3世紀、中国・三国時代の魏(ぎ)、呉(ご)、蜀(しょく)のうち、魏の使節が倭国を訪ねた記録が『魏志倭人伝』。対馬、壱岐を経て九州・末盧國(佐賀県唐津市)に上陸後、陸路、伊都國(福岡県糸島市)、大国の奴國(春日市)を経て、不彌國(ふみこく)に到達します。
不彌國の王都は、糟屋地域説と嘉穂地域説があり、未解明
奴國(福岡県春日市)からは、
「東行至不彌國百里」(東に百里で不彌國に至る)とあります。
距離はあまりあてにはなりませんが、伊都國→奴國と同じ百里です。
糸島市役所〜春日市役所は33kmほど、春日市役所から30km〜40km、車で40分〜50分くらいの距離の場所にある遺跡が候補です。
実は、この不彌國(ふみこく/不弥国)の王都は、まだ特定されていません。
有力なのは「宇美を中心とした糟屋地域説」(福岡県宇美町一帯)と「嘉穂地域説」(福岡県飯塚市)です。
宇美説では、3世紀の糟屋郡内最大の前方後円墳である光正寺古墳が王墓であろうと考えています。
光正寺古墳は宇美町と志免町の境(宇美町光正寺3丁目)にあり、墳丘長54m、糟屋郡内最大の前方後円墳。
出土した土師器甕から、県内の前期古墳の中でも最古期の古墳で、3世紀後半頃の築造と推測され、『魏志倭人伝』の時代と一致します。
このことから不彌國の王墓ではないかと考える研究者も多いのです。
宇美町(Umi)の名前の由来は、「不彌」(Fumi)からきているという説もあり、それも「宇美を中心とした糟屋地域説」の根拠となっています。

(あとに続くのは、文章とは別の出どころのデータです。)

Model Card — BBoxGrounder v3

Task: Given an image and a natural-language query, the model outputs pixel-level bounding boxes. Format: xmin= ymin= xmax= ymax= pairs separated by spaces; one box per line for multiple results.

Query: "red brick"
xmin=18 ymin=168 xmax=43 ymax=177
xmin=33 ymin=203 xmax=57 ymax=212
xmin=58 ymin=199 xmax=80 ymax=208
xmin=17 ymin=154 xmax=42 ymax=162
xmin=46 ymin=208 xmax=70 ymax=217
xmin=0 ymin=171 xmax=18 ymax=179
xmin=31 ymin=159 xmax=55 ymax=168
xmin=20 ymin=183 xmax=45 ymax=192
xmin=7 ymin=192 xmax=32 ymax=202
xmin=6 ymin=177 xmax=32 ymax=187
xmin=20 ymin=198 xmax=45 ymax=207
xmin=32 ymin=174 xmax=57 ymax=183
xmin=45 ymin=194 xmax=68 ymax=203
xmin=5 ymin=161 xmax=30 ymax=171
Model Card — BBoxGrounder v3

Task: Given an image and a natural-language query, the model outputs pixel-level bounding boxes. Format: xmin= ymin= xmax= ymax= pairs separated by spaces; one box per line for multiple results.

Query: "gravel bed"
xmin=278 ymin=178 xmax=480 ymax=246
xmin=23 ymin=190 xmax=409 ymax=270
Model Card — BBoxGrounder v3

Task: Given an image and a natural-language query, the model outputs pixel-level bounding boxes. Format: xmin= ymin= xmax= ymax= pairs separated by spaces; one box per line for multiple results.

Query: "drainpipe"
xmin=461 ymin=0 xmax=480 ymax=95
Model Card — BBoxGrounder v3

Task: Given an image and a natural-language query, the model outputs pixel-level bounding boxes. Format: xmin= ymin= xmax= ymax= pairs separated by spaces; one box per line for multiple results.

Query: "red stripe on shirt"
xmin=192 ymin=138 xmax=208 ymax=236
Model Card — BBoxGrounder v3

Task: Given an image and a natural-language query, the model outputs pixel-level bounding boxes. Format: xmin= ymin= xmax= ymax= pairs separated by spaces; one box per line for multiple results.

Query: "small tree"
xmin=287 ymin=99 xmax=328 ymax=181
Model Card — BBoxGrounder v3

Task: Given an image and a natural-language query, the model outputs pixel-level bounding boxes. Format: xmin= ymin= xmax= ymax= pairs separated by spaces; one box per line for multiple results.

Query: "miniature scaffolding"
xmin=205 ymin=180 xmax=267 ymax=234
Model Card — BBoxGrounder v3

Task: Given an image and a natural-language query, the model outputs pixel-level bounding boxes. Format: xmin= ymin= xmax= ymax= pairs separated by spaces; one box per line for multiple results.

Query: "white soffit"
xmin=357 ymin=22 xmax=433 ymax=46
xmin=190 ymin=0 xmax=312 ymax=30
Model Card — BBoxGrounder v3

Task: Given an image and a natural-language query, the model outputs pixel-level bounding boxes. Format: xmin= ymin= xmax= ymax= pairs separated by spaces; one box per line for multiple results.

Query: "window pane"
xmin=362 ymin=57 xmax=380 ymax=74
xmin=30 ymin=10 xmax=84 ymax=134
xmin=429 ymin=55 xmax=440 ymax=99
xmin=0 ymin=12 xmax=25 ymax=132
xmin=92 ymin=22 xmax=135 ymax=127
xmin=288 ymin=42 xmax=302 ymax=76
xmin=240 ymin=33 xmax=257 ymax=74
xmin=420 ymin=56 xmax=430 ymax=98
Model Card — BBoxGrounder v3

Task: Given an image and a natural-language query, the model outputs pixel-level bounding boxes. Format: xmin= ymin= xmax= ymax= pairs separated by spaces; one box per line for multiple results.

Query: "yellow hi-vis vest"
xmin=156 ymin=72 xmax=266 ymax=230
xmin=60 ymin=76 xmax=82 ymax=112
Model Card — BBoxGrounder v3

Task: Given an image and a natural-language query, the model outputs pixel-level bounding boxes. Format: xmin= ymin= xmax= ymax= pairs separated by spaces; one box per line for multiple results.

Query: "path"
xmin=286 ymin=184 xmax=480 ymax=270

「嘉穂地域説」は、福岡県飯塚市の立岩遺跡群一帯を候補にしていますが、こちらは甕棺墓から前漢時代の銅鏡10面が出土するなど、いかにもそれらしい遺物が出土し、甲乙付けがたい感じになっているのです。
距離的には王墓〜推定王墓が「宇美を中心とした糟屋地域説」だと10kmほどしかなく、近すぎる気もします。
立岩遺跡群だとちょうど35kmと、距離的なイメージにはピッタリとはまる感じです。
ただし、不彌國からは再び「水行二十日」という長い船旅で、投馬國に至っているので、その海路の出発点という点からは飯塚では内陸過ぎるという難点もあります(陸行部分を省いている、あるいは遠賀川を下った可能性もありますが)。
遠賀川の河口は古代の重要な湊なので、「水行二十日」の起点は、遠賀川上流部だったのかもしれません。
邪馬台国の場所に関しては九州説、畿内説が論争され、出雲説など様々な説がありますが、『魏志倭人伝』の行程も奴國までは特定されているので、不彌國の王都がわかることは重要性が高いのです。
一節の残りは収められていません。